Just as there are psychological traps within the workplace, misusing company time, abusive behavior, employee theft, lying to employees are the top 4 most common unethical behavior seen throughout the workplace. When looked at closely the reader can conclude that unethical behavior stems from a majority of factors, such as personal ethics, the way someone is raised can define their ethics seeing as it is the foundation of ethics, organizational culture, as in the organization for which someone works, if an employee goes into a company that has no ethical code or is a toxic environment said employee is more likely to pick up on those traits. But most of all what is probably the leading factor in unethical behavior would have to be leadership, it all starts at the top, if a company has leaders who either have no ethics or choose to ignore the ethics (in turn being unethical) the company has no chance in surviving ethically. Leaders are there to lead, to establish the organizational culture, they set the example for others to lead by, far to often if someone is to examine and break down a company suffering from unethical behavior they will find that the leaders are either not enforcing the ethics are simply not paying attention to them.

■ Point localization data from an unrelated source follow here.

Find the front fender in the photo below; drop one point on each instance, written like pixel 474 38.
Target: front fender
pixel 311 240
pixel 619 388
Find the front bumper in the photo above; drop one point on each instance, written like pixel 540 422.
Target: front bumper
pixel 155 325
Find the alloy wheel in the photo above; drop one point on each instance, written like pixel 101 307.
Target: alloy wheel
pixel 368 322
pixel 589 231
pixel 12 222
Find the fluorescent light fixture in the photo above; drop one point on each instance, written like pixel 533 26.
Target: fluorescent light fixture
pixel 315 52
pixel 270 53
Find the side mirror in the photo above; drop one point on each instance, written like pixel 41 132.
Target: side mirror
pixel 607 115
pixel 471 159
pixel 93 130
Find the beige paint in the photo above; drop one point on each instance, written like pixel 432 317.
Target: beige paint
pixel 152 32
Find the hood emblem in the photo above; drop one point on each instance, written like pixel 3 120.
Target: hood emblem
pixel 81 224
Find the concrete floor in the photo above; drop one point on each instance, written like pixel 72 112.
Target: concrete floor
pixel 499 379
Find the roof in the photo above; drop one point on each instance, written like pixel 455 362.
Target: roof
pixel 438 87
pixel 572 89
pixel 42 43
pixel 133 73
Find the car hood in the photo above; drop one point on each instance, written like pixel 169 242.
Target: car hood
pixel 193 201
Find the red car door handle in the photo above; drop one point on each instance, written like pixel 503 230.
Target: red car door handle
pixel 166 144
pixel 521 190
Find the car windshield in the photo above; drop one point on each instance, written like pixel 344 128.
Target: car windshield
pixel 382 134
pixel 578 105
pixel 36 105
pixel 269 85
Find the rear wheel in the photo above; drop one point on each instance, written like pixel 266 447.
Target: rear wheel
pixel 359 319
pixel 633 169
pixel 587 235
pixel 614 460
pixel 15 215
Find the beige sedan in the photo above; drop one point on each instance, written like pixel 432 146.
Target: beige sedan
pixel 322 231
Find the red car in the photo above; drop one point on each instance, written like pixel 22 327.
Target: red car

When a manager of a restaurant was interviewed and questioned on his thoughts as to why some managers act unethically, he responded with how, far too often it is all but to easy to make excuses for the behavior, they use a business calculus and forget about the ethical dimension when making decisions, they get lost in the number or results to even consider the ethics of it, not only that but often when there is more then one leader and there is a leadership team, it is almost an unspoken bond that they each have each other’s back, to show a strong bond for the other employee to see, so that no one employee can play one another and they project a strong union pack, that if one says one thing the other will agree and back them up. With this type of relationship it makes it even more dangerous for unethical behavior to go uncheck, for if a manager is always backing up another manager, who is to intervene and cut the cycle of poor ethical behavior.